Jan Fisher: Mormon Artist
Jan Gordon Fisher is an award-winning sculptor who focuses his work on the history of the Polynesian people. He is a member of The Church of Jesus Christ of Latter-day Saints.
Fisher was born on March 5, 1938, in Westwood, California. He attended Brigham Young University on a scholarship and earned a bachelor of Fine Arts degree in 1965. He studied under master Antonio Prieto while he continued his education at Mills College in Oakland, California.

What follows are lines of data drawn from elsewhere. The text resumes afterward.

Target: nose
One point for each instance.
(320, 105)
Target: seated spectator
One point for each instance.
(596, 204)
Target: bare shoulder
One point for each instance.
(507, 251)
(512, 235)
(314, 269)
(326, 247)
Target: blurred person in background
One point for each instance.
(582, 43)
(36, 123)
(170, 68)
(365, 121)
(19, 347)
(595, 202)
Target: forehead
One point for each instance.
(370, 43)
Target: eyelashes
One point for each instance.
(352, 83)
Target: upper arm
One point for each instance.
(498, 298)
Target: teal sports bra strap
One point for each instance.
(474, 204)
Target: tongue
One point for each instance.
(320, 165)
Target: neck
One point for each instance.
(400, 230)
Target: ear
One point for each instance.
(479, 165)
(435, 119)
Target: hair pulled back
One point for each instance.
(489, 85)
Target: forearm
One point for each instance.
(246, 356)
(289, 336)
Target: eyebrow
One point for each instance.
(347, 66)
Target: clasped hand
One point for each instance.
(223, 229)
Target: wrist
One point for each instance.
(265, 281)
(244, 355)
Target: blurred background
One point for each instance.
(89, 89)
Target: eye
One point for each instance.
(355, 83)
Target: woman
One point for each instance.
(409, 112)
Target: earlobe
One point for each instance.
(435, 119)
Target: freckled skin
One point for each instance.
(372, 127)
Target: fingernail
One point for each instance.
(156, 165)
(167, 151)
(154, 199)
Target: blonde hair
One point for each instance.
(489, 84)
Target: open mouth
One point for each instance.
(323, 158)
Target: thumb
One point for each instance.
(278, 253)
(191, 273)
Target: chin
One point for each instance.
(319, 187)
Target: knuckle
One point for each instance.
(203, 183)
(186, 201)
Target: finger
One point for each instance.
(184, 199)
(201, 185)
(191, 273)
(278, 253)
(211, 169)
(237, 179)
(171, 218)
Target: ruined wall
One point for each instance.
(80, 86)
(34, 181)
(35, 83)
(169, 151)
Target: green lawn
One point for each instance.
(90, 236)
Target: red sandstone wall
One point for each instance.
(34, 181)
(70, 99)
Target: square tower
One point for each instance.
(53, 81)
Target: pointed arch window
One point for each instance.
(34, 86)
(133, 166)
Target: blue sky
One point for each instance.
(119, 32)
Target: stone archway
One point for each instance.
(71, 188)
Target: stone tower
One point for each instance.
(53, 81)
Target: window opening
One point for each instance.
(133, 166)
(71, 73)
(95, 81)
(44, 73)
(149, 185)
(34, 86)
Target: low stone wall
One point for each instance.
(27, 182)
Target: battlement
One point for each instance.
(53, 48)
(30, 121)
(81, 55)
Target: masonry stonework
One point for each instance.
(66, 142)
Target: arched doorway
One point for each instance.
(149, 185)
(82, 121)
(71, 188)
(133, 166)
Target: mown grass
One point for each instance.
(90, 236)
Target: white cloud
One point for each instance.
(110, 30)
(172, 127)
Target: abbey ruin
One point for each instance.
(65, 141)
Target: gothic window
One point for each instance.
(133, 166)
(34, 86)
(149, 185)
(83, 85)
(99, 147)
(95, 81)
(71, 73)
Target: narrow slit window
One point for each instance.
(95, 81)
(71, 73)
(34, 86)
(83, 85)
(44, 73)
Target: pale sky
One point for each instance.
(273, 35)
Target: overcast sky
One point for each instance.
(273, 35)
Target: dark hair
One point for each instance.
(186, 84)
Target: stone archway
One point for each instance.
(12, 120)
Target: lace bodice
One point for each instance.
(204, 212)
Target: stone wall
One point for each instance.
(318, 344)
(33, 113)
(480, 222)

Fisher fell in love with the Polynesian people while serving as a missionary in Samoa for three years. He was an art professor at Brigham Young University-Hawaii for 21 years. He has created many well known monumental bronze sculptures that grace the resorts and parks across the Hawaiian Islands, among the most notable, the sculpture of acclaimed surfer and Olympic swimming gold medalist Duke Paoa Kahanamoku in Waikiki. He created the 1985 monument celebrating 300,000 immigrants from the ethnic groups who came to Koloa to work in the sugar industry.
Fisher created a bronze of a Polynesian warrior that is part of a monument honoring the Hawaiian community in the town of Iosepa, Utah. President Joseph F. Smith served as a missionary in the Hawaiian Islands and was dearly loved by the people. Iosepa is the Hawaiian word for Joseph.
He has belonged to the National Sculpture Society since 1991.